Abstract

Keynes’s very negative reaction to J. Robinson’s misuse of Keynes’s initial, beginning, introductory, preliminary exposition of liquidity preference in chapter 13 of the General Theory is explained by the fact that J. Robinson was repeating the same identical error made by R. Hawtrey, D. Robertson, and H. Henderson, which was to simply ignore Keynes’s M=L(r,Y) analyzed by Keynes on p.199-209 of the General Theory and incorporated on page 298 as part of his formal IS-LM(LP) model presented on pp. 298-299 in chapter 21 in Part IV of the General Theory. Instead, she used M=L( r) and/or M=L2(r). It is impossible to present an analysis of Keynes’s theory of liquidity preference unless (Y,r) space is used.

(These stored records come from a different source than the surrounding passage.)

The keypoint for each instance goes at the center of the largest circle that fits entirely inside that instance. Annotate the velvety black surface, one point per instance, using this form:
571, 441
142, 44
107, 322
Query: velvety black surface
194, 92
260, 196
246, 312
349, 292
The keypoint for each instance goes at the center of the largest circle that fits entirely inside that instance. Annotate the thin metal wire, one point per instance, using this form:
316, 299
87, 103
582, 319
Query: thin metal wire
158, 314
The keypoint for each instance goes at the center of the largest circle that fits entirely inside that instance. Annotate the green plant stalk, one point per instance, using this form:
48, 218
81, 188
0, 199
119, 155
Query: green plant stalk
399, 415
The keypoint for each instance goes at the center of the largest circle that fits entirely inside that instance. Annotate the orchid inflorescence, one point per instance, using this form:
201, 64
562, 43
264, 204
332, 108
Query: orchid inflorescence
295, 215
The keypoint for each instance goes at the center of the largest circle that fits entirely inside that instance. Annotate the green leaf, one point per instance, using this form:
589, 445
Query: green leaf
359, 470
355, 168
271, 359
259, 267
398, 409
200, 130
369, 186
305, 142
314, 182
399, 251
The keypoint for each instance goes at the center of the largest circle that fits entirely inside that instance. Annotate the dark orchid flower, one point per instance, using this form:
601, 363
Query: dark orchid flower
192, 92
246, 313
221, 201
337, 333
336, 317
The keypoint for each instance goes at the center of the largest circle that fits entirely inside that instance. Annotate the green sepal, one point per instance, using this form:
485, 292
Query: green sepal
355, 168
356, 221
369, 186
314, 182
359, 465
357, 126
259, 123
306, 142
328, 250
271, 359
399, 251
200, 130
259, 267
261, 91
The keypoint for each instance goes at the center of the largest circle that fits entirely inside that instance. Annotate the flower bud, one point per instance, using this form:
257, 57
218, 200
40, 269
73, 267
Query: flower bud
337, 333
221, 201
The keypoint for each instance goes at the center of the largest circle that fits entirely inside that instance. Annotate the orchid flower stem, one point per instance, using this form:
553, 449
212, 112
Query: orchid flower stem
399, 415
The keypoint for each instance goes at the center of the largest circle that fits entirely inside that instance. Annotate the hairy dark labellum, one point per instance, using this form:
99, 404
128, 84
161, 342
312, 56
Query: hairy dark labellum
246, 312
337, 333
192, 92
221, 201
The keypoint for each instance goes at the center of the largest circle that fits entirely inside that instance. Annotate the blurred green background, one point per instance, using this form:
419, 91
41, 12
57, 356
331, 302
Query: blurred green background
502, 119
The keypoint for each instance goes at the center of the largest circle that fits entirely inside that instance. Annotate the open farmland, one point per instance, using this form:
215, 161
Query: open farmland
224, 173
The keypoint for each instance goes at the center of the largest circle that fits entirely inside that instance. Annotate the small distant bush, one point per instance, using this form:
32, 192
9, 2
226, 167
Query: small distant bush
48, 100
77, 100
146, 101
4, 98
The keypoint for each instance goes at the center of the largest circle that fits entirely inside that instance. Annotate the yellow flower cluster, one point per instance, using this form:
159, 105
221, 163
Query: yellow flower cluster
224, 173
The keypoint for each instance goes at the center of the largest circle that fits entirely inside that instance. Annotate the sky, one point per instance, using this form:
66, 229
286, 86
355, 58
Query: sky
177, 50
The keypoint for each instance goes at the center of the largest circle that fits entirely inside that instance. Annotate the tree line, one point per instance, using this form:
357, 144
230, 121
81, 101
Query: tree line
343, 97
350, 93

Nowhere in Robinson’s 1935 comments on the final draft of the General Theory, sent to her by Keynes for review and comment, is there the slightest criticism/mention/discussion/query of a conflict between the two functions M=L( r ) and M=L( r,Y). Keynes had made it clear in his exposition in chapter 15 of the General Theory that the exposition in chapter 13 was the alpha, while the exposition in chapter 15 was the omega, with Keynes’s analysis on pp. 179-182 being the equivalent material he used in his tutoring of R. Harrod in the July -September, 1935 time period, after which Harrod acknowledged to Keynes in his letter of August 30th,1935, that the I=S equilibrium was simply a single, downwardly sloping line in (r,Y) space that intersected NOTHING, so that Keynes’s LM curve, M=L(r,Y), was absolutely required for an equilibrium to exist in (r,Y) space. Harrod was very clear. In this letter Harrod credited Keynes with making a fundamental, 'radical reconstitution’ of the theory of the rate of interest. Keynes now realized that Robinson had NEVER EVER understood what he had done in the General Theory, since the M=L(r ) curve could, at best, only be “interpreted “as a single, upward sloping line in (r,Y) space. Robinson’s misinterpretation is repeated in all heterodox, Post Keynesian and Institutionalist discussions such as Tily, who is a good example of the faithful continuing to put forth Robinson’s erroneous claims about Keynes’s theory of the rate of interest being a purely monetary one and as being what Keynes meant in the General Theory.